In a attempt to be constructive I did some research on the matter. From reading RFC 3550 and debugging Native Code implementation I discovered that:
- the RTP timestamps present in every incoming frame webrtc::VideoFrame starts from a initial random value (5.1 RTP Fixed Header Fields);
- RFC 3550 prescripts a sender to periodically send a Sender Report (6.4.1 SR: Sender Report RTCP Packet) with contains NTP timestamp, which is supposed to be the sender system wallclock and a RTP timestamp for the current SSRC (source identifier);
- The SR allows to correlate RTP timestamps to sender absolute time, allowing for example to synchronization different RTP sources (example audio and videos);
- Empirically verified: all major browsers I tested (Chrome, Firefox, Edge, Safari) respects the prescription of RFC 3550 so that NTP wallclock is seconds since 1 January 1900 UTC (4. Byte Order, Alignment, and Time Format).

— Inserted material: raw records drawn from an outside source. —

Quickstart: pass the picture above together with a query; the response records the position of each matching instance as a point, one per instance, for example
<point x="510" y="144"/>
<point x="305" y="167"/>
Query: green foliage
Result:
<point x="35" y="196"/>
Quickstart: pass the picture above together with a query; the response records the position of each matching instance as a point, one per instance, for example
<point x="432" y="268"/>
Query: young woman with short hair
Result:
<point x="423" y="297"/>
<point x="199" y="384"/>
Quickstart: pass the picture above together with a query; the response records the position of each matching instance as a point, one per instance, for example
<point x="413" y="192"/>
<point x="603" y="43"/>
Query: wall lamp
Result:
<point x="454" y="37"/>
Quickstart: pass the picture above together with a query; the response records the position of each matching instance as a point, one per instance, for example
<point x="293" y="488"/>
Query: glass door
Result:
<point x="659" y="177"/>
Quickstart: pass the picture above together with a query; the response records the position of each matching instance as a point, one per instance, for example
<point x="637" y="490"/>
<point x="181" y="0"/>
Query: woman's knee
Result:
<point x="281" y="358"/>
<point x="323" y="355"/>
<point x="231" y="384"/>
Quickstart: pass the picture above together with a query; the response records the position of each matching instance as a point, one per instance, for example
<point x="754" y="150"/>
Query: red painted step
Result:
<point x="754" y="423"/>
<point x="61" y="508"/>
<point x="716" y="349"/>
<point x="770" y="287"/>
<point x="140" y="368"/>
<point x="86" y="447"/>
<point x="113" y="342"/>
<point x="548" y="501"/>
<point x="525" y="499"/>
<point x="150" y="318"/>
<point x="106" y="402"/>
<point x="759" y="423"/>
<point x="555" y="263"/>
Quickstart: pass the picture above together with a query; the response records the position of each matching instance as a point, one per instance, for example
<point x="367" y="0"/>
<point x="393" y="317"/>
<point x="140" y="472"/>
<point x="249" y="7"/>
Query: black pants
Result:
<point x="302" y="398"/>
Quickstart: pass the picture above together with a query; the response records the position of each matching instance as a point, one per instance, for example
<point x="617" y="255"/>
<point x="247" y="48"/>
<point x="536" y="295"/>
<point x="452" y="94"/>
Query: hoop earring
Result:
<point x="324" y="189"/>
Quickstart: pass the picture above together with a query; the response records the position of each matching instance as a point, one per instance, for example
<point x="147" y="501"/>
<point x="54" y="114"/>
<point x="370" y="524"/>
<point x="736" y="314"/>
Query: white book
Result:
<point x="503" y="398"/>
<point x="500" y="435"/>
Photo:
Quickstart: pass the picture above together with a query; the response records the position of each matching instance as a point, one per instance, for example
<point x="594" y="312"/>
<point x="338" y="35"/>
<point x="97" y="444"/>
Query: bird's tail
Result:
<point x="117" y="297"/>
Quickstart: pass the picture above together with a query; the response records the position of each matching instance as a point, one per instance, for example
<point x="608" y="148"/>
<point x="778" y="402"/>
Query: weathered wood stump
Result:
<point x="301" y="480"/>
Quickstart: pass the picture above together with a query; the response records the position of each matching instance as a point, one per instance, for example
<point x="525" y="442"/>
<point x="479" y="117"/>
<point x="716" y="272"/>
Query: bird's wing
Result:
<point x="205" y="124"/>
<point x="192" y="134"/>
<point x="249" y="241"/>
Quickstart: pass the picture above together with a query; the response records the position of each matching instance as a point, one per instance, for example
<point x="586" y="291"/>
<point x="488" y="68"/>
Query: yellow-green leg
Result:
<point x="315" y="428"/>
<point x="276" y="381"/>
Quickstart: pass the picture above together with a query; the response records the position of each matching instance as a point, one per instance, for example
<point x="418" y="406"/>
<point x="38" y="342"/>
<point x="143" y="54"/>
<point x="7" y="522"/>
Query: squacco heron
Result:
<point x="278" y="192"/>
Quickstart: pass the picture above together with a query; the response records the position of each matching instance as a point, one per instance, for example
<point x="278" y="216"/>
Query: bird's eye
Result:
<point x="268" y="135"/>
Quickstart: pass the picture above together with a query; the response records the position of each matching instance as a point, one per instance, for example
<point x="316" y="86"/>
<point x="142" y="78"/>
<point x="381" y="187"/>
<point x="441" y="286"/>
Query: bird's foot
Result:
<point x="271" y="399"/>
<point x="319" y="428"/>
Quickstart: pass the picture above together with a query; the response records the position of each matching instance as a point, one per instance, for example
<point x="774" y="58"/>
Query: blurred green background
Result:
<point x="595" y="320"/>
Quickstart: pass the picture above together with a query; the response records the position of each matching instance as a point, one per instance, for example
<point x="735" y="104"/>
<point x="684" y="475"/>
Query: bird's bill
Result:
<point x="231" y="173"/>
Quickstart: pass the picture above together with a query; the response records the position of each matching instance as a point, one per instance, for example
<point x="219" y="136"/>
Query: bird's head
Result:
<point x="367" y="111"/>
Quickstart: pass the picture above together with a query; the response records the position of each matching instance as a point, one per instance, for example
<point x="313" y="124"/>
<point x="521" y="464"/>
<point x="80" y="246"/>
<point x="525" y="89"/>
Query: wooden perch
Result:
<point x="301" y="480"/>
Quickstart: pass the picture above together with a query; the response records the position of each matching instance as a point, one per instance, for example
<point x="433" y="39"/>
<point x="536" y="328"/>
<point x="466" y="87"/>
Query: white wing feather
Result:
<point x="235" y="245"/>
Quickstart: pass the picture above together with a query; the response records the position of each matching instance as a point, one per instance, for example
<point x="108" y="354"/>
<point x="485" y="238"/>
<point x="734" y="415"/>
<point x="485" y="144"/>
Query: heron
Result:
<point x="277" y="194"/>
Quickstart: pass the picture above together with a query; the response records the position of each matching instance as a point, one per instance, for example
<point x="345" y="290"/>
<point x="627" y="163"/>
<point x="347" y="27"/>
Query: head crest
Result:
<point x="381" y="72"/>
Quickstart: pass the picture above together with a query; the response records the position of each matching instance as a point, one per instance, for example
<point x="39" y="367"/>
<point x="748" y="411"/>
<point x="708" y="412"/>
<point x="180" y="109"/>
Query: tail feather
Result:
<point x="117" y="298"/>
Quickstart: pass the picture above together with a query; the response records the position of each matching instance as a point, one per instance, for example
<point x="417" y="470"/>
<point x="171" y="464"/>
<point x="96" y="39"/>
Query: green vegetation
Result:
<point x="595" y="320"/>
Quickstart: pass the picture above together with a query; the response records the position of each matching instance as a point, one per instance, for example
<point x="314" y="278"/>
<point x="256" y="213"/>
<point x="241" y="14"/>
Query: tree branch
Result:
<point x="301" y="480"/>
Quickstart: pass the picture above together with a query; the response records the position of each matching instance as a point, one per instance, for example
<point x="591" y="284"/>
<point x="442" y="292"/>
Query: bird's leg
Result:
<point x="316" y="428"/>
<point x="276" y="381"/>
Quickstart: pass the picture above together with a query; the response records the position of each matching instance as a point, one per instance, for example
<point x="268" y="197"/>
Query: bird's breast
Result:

To achieve my intended design, specifically to correlate a sync point in the remote JS peer to Native Code incoming video frame timestamps, I should do the following:
- In the JS peer take Date.now() at the sync point and convert to NTP wallclock time (seconds since 1 January 1900 UTC). Send this timestamp to the Native Code peer;
- Correlate RTP timestamps of incoming webrtc::VideoFrame to sender NTP wallclock. Compare these NTP timestamps to the above sync point NTP timestamp.
From static analysis and live debugging of Native Code it seems all utility classes to perform this task are available but **not** properly exposed nor fed with useful data. In particular:
- webrtc::RtpToNtpEstimator is supposed to correlate RTP to NTP timestamps;
- In webrtc::vcm::RtpVideoStreamReceiver an instance of RtpToNtpEstimator is wrapped through webrtc::RemoteNtpTimeEstimator;
- RemoteNtpTimeEstimator has a completely different purpose than RtpToNtpEstimator: it's meant to estimate a NTP timestamp based on **local** wallclock, not the sender one;
- Interesting enough, RemoteNtpTimeEstimator is never fed with parameters because to work it also need RTT (round-trip time, refer to RtpVideoStreamReceiver::DeliverRtcp()). RTT seems to be computed only when Receiver Reference Time Reports (RRTR), described by RFC 3611[2], are received. Even if "exposed" in a recent patch[2] in M67, RRTR are disabled and non functional by default.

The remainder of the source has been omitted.